Dreams and Wishes for HPC in 2026

At the start of 2025 I avoided the temptation to write my predictions for HPC and instead chose to write what my own hopes for 2025 were. A year on, it’s time to revisit that. What moved, what didn’t and what have I changed my mind on.

Dreams and Wishes for HPC in 2026
Dreams and Wishes for HPC in 2025
A contrarian look at what I hope will be forthcoming for HPC in 2025 rather than any real predictions.

As per last year, I’m not going to be drawn into the trap of imagining I have any special insight that you don’t and calling these predictions. They are merely what I would love to see in terms of evolution of the industry and based on the problems we see working with our clients. The gap between the art of the possible and the vision of what could be.

I think it’s no longer possible to talk about HPC without also talking about AI. At the very least the parts of AI that overlap with HPC, though to be honest it tends to be difficult to isolate it to that. This is both good and bad. Its good because it has increased the visibility and demand for HPC in a way that nothing else ever has. Even if that often takes the form of not recognising what is being demanded is in fact HPC. To the extent that AI, whether that is training or inference, is just another HPC workload (despite the AI bros protestations otherwise) I think it needs to be a part of the HPC conversation. I think we are also seeing a slow acknowledgement from the AI industry that there is experience and expertise in the HPC community that is required to solve the problems that AI has today. Namely utilisation and cost optimisation.

Breaking out of its Niche

I think HPC is still very much stuck in its little cubby hole. Despite the huge prevalence of AI. Despite all the talk about poor utilisation levels. Despite more and more systems running at large scale.

I think the problem here is that HPC is a very broad niche (I’ve talked about this before). Many of the problems that need to be solved within other areas are often not seen as HPC because they either don’t sit under the classical HPC umbrella of usages or people don’t want to associate with “old” technology.

Either way, AI’s fundamental problem of being power constrained hasn’t shifted, and if anything, the lack of sensible utilisation levels has only been highlighted further in 2025. While I’m hopeful that events such as Nvidia’s acquisition of SchedMD provides a signal that HPC expertise at least if not products will become more highly valued.

Stop Reinventing the Wheel

Somewhat in line with the above, I do wonder if we’ll see Nvidia build on Slurm (as well as no doubt integrate it within its control plane offering).

Last year we worked on a tool to help select a HPC scheduler. One of the things that struck me was quite how many schedulers there are. Far more than I had imagined but also many that are relatively new and under active development. A far cry from the perception of 30year old tech.

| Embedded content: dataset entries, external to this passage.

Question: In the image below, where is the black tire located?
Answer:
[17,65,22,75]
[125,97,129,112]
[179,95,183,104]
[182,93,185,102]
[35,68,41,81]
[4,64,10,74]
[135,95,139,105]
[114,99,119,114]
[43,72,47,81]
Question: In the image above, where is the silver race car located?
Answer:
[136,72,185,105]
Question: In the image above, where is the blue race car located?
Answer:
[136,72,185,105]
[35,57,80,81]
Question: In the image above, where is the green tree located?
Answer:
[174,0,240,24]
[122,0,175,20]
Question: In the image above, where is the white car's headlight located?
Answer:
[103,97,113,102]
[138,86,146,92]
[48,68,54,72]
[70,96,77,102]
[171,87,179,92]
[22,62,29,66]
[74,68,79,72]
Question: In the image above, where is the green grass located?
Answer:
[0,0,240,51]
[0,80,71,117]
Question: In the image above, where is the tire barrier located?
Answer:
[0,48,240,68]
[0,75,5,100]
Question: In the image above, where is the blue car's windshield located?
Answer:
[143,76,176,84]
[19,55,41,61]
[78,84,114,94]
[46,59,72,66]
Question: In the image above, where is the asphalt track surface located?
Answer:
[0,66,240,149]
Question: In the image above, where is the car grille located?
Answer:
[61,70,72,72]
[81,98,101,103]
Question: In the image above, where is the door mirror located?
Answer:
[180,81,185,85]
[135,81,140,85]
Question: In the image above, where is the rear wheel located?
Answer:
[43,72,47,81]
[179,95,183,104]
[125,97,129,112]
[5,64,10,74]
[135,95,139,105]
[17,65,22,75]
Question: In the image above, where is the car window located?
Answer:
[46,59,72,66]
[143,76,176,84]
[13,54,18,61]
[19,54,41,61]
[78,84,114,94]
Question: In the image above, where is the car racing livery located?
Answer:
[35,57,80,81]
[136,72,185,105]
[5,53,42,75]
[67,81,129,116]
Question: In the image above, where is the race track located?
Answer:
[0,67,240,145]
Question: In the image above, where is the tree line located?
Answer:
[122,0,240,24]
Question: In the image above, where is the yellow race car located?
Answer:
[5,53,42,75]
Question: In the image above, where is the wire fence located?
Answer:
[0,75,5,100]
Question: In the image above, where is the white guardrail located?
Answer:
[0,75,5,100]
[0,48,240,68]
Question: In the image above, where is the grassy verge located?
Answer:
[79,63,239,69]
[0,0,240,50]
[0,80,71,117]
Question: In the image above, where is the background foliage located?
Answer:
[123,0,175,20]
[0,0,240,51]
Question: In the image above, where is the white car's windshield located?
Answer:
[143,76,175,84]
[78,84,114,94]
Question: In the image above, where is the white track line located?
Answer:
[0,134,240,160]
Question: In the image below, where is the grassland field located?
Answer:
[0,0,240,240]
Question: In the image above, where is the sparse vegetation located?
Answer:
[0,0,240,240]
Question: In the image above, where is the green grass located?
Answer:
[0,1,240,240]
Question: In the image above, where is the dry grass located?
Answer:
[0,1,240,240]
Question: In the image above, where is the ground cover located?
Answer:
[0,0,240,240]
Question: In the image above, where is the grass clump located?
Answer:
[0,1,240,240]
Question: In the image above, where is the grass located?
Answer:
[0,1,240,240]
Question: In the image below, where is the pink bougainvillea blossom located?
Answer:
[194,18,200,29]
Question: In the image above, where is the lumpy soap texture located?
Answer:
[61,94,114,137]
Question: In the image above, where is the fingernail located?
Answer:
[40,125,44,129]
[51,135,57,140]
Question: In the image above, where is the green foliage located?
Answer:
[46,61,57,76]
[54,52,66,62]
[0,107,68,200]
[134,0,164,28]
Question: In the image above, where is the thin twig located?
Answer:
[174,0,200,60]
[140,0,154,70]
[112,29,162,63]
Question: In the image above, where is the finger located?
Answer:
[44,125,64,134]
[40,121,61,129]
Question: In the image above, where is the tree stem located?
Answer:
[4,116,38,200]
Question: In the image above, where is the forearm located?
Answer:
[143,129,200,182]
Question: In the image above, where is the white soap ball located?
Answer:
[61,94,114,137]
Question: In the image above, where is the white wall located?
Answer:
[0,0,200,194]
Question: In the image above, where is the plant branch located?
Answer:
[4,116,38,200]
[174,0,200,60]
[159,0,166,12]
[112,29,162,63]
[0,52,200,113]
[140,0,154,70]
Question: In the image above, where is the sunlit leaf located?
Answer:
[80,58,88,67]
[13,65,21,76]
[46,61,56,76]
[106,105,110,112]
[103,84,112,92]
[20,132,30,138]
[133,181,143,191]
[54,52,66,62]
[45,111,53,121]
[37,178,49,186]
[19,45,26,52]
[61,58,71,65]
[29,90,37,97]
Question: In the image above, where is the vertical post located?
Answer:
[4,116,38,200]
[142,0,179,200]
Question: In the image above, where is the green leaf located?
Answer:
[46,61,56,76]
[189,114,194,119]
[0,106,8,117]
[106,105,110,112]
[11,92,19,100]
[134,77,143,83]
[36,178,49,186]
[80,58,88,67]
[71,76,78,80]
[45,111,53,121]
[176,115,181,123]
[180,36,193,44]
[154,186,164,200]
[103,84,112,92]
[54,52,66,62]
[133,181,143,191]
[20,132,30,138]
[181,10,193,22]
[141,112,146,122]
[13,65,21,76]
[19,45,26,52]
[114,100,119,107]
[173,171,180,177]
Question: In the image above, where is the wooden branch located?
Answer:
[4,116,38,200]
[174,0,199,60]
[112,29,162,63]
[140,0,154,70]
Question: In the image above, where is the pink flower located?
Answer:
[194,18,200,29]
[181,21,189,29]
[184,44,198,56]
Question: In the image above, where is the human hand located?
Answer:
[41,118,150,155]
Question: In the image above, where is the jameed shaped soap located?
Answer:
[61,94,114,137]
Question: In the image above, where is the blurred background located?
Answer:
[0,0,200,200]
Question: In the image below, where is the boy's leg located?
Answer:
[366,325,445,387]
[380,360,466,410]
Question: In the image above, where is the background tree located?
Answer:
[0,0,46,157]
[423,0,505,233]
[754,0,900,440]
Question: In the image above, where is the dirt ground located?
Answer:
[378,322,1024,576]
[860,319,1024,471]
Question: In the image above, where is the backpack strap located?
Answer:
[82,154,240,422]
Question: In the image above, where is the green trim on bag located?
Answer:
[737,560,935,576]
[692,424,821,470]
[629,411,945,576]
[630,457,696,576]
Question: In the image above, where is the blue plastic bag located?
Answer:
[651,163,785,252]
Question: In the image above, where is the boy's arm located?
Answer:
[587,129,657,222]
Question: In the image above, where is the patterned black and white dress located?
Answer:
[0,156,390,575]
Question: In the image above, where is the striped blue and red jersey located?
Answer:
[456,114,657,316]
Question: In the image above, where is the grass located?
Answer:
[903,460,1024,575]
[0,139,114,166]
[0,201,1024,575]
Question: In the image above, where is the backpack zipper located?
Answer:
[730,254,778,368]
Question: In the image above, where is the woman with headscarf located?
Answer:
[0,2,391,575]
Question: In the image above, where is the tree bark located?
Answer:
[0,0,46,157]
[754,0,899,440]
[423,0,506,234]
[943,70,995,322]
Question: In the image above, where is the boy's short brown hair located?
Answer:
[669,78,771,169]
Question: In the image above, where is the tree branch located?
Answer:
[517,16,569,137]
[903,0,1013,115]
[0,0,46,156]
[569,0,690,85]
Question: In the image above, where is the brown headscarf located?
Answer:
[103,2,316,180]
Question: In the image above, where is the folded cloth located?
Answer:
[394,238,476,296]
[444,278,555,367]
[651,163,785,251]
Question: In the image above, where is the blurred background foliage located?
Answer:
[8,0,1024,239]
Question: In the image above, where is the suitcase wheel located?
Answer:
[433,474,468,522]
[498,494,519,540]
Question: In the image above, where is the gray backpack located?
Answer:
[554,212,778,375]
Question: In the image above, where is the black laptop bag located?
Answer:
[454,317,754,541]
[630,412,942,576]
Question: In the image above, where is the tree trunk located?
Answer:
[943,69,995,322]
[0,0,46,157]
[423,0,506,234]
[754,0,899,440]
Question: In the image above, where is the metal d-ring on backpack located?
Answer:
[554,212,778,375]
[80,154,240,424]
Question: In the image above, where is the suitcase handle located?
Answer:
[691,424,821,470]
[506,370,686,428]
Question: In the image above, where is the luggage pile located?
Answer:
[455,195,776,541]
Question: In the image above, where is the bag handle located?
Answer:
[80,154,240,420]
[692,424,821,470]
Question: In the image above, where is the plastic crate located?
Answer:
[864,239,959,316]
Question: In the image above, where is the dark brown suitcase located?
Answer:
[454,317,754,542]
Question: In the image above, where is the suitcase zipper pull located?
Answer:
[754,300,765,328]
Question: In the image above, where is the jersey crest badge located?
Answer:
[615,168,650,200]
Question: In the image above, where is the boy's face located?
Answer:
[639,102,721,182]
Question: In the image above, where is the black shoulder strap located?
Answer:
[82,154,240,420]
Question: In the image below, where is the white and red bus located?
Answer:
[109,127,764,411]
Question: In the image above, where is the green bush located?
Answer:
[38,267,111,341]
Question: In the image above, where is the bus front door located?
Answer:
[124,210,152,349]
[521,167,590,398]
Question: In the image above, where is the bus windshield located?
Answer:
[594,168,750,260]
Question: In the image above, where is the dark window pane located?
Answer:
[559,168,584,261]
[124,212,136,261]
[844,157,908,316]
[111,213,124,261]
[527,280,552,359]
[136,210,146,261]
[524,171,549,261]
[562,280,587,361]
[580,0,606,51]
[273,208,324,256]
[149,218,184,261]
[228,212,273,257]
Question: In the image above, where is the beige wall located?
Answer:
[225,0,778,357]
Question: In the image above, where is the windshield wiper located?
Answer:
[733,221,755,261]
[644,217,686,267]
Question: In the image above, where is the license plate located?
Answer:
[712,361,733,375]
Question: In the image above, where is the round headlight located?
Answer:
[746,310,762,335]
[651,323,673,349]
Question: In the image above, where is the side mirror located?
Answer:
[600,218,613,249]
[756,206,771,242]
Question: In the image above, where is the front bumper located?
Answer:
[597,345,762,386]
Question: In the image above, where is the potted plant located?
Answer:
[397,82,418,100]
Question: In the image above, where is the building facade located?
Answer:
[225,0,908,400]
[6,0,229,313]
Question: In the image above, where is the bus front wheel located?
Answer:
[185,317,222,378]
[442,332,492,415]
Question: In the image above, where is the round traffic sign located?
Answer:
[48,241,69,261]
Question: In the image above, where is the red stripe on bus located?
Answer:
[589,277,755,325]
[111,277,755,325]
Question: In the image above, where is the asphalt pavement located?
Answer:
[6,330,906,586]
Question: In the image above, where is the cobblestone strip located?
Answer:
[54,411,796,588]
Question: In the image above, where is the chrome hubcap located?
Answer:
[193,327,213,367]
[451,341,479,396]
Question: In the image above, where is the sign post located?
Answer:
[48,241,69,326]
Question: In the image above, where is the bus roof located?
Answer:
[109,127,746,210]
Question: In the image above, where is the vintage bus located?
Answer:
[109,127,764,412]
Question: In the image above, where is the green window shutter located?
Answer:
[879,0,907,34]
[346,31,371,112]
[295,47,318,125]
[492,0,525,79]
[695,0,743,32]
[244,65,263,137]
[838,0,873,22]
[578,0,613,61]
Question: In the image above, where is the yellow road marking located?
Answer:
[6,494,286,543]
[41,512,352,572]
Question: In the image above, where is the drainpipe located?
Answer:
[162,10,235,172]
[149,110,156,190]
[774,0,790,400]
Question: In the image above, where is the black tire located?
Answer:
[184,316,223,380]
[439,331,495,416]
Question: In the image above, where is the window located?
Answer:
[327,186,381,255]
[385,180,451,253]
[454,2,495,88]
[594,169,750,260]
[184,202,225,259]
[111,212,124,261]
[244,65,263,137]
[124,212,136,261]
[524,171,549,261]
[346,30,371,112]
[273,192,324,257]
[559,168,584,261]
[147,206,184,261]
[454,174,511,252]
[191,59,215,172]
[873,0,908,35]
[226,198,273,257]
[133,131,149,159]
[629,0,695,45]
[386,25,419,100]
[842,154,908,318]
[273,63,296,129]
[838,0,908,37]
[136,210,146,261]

Choice is great. They serve difference purposes. That’s fine. But the cloud/ distributed-computing community converging on Kubernetes as a solution served to further the industry as a whole much faster than multiple competing and fragmented products ever could have. Even if K8 is not the right solution for many.

Sadly, my gut feel is that even though Slurm is the dominant scheduler and is now owned by a company with market cap bigger than the GDP of most of the world, we still won’t see that happen.

The features such a scheduler would require in order to drive mass adoption, while they may be forthcoming, will likely be limited to Nvidia hardware. 

I keep promising (and failing) to write a piece on what we need to see in a true next generation scheduler. It’s coming real soon. With a twist and a crazy experiment. Watch this space! (For the un-initiated, that means hit subscribe).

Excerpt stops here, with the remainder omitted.